It’s interesting, now that I’ve been in this world for the better part of a decade or so because on one hand I felt that what I was doing was very ego-driven in terms of chasing that dollar and wanting to have money in the account and doing something strictly for the sake of being able to make money. I felt at that point, that was ego-driven and living from the place of wants as opposed to needs. What I’ll tell you is that, now that I’ve been doing this for as long as I’ve been doing in terms of writing, speaking, podcasting, teaching, coaching and so on, this feels a lot more egocentric than real estate development I ever did. On one hand, I was thinking like, “I want to have a bigger, more meaningful impact and leave a better legacy,” which is why I started down this path.
The reality is I think I started down this path in hindsight, now even more from the standpoint of, “I need to be heard, to be seen, I don’t want to simply be that the person with the checkbook. I want to be that person that will be remembered, not by those who share this lifetime with me, but also by those of lifetimes to come.” On one hand, it’s like, “I’m doing this for everyone else to help them.” In reality it’s, “No, I’m even more so doing it for myself,” which is an interesting conclusion to be able to come to now, after having been doing this for as long as I’ve been doing it now, sitting back and being honest about why I’m doing the work that I’m doing.
I want to bring that back so that you don’t feel so bad about that, but I think there’s an element for anyone who wants to not look at life through dollars and we still do. We all have to make a living, but we’re not looking at life through dollars. We’re looking at life in a way that touches people and that leaves something onto perpetuity in someone’s life. It’s very risky and very bold. It’s a bold thing for someone to want to be on stage, want to share and want to give back to people.
It’s probably one of the most honorable things that people can do. I look at it that way that it takes a lot of risk and you know that people are going to size you up, say good things and bad things about you. It’s much easier to go and do your little job and not be out there like that. I think that you’re may be cutting yourself down a little too much, but that’s just me. One of the things that I’ve always thought and I have this in my book too, is that I think that what we do when we’re younger, we learn and then we spend most of our life earning. We get to this point where we want to return. We learn, we earn and we return.

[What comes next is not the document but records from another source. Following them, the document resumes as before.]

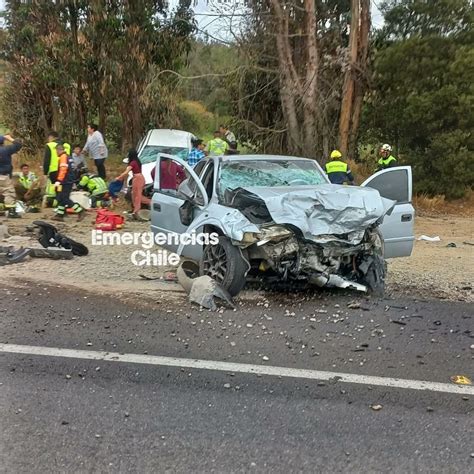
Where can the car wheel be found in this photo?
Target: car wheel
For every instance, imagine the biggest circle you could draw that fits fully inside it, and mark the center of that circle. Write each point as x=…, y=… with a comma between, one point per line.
x=224, y=263
x=375, y=276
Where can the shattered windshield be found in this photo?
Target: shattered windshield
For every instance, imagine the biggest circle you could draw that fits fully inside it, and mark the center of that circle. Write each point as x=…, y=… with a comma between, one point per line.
x=149, y=154
x=268, y=173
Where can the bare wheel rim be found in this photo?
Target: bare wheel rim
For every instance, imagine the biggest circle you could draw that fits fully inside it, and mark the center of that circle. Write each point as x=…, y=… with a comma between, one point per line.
x=215, y=262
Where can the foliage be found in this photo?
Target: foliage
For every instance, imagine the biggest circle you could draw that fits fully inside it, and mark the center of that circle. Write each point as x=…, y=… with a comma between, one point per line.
x=74, y=61
x=296, y=111
x=423, y=93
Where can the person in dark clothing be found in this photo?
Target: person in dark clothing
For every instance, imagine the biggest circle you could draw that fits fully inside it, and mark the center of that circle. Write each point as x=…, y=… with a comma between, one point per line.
x=63, y=184
x=7, y=190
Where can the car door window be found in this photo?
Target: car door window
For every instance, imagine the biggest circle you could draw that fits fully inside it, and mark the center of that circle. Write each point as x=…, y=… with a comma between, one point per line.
x=171, y=175
x=207, y=179
x=392, y=184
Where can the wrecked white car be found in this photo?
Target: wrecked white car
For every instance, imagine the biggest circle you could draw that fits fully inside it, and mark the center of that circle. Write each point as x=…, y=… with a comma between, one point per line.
x=279, y=219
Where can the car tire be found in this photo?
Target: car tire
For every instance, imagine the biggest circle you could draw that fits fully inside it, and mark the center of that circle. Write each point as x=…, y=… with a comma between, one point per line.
x=375, y=277
x=225, y=263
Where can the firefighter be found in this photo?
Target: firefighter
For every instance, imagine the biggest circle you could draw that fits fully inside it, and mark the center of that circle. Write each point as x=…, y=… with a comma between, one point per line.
x=51, y=159
x=387, y=160
x=96, y=187
x=63, y=184
x=7, y=190
x=337, y=170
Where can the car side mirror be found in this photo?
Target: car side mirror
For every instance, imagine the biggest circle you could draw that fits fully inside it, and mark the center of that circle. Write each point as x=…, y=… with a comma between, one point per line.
x=185, y=191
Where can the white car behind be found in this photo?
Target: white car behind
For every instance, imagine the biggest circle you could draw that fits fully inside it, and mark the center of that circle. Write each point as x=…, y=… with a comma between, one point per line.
x=164, y=140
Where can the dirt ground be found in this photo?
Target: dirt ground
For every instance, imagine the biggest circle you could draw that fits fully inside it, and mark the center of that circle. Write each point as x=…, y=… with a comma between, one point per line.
x=433, y=270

Most of the people that are reading this show are in that stage. They’re either straddling the earning and they’re at the end of the earning. They’re saying, “I want to give back. I want to return and share with other people.” Let me talk to you about, what motivated you? If someone’s reading and they’ve got a great career, everything’s great and they’re in stability, everything’s wonderful, what motivated you day in and day out after you made that decision that says, “I’m not going to be in someplace where I’m very comfortable. I’m going to go to something that I’m not feeling it. I don’t know. Is this going to work?” What was the motivation that kept you going?
Men and women are wired, in some ways that are very similar and in some ways that are very different. For me, it’s something that I’ve been able to have conversations with other men about not so many women so much. I’d be curious in terms of your take on this. I do think it boils down to the need to have consistent challenge. Once you reach a certain point of comfort of having what it is that you need and being very clear on what it is that you want, as opposed to what you need. For me, I have everything that I need. I’ve got the house and the cars. I don’t need any more.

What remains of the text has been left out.